Some limitations of this review itself must also be noted. First, this is not a systematic review of the literature and, therefore, relevant studies may have been excluded from our search. However, our aim was to conduct a scoping review, mapping the research field to identify key concepts and relevant findings from previous studies. In addition, we used up-to-date methodology following a structured guideline procedure.22 Second, deciphering specific regional positive or negative connectivity patterns using graph theory approaches and ICA may not be as straightforward as in seed-based analysis. Some network measures, for instance, add the absolute value of both positive and negative correlation values (i.e., connections, edges).32 Furthermore, we categorized findings according to the triple-network model, which considered various brain regions as part of the DMN, CCN, or SN. This classification is arbitrary and may have limited interpretations regarding other brain networks and specific ROIs.
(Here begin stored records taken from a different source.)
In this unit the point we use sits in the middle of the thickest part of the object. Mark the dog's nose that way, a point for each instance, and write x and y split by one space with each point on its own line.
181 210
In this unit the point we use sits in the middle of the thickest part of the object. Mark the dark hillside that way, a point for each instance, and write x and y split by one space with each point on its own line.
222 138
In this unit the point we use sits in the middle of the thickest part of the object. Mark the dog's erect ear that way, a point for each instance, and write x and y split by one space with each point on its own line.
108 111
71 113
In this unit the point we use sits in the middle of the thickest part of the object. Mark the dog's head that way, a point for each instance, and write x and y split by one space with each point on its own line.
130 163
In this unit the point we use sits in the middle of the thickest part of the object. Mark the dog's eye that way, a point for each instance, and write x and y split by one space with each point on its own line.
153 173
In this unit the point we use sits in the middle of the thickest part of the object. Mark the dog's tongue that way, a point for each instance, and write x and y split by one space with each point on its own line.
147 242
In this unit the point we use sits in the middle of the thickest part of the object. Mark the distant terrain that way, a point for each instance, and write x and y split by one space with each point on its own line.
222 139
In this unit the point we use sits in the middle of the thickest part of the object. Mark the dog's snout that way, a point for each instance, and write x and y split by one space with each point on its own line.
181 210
Third, the present review excluded findings from interventional MDD studies. However, our literature search retrieved some interesting examples on how brain connectivity is associated with treatment response to antidepressants and psychotherapy.87-89 Understanding neural changes that can be normalized with treatment may boost information from observational studies (for review, see Chahal et al.90). Lastly, LMIC were underrepresented among the included studies. In a recent review, Battel et al.91 found that less than one-fifth of studies on the topic were from LMIC. Interestingly, these countries are home to the vast majority (around 90%) of the world’s adolescent population.91 Collaboration among research centers, especially in these countries, and even across broader regions (for instance, Latin America), could surpass funding difficulties experienced by these centers and increase substantially our understanding of functional connectivity in adolescent depression, providing very valuable data.
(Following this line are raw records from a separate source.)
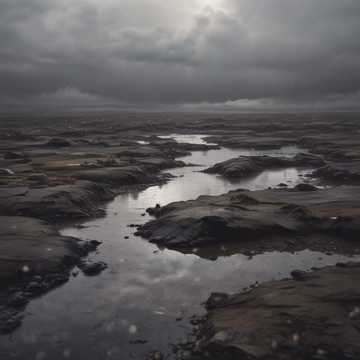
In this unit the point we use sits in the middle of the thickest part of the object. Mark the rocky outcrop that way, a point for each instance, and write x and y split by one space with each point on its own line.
77 200
314 317
243 217
116 176
339 174
246 166
34 258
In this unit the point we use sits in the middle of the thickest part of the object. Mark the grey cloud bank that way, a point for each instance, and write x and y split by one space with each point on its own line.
200 53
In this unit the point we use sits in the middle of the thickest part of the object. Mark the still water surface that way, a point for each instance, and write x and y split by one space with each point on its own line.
148 294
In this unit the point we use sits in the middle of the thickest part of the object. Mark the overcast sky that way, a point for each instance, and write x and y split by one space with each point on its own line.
181 53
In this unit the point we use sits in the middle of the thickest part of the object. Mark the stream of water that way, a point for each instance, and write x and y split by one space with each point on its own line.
144 300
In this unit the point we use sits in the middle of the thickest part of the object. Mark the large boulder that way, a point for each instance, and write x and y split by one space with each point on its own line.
315 318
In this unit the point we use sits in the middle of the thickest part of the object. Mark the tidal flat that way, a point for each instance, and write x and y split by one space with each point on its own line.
140 236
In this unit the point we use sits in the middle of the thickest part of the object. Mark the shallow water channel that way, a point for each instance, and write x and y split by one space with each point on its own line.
144 300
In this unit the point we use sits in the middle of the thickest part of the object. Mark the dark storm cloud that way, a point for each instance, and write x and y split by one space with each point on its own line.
144 51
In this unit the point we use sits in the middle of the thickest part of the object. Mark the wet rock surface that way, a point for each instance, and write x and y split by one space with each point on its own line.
315 318
64 167
276 216
247 166
34 259
77 200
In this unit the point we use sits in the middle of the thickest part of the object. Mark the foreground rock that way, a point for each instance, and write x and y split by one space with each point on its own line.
269 216
246 166
34 258
317 317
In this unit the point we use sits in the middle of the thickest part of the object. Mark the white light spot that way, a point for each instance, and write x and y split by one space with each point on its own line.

In this scoping review, we charted key concepts and research findings from adolescent MDD rs-fMRI studies. We found that three main sets of methods were used in the rs-fMRI MDD literature: seed-based analysis, ICA, and network approaches. In addition, Menon’s triple-network model for neuropsychiatric disorders 6 was considered acceptable to categorize longitudinal findings from studies in adolescent MDD. The evidence so far suggests that dysfunctional connectivity within and between the DMN, the CCN, and the SN precedes adolescent-onset MDD. The heterogeneity of methodological approaches may have limited direct comparisons between studies. Future studies should address previous weaknesses, such as the limited number of repeated fMRI scans during follow-up, as well as medication use. Finally, the research field should consider some level of harmonization for clinical instruments and neuroimaging methods, as proposed by initiatives such as Enhancing Neuro Imaging Genetics Through Meta Analysis (ENIGMA).92,93

Disclosure

RAB has received research grants from Janssen Cilag, Novartis, and Roche; has been a forum consultant for Janssen, Novartis, and Roche; and has participated in speaker bureaus for Ache, Janssen, Lundbeck, and Novartis. PMP has received payment or honoraria for lectures and presentations in educational events for Sandoz, Daiichi Sankyo, Eurofarma, Abbott, Libbs, Instituto Israelita de Pesquisa e Ensino Albert Einstein, and Instituto D'Or de Pesquisa e Ensino. The other authors report no conflicts of interest.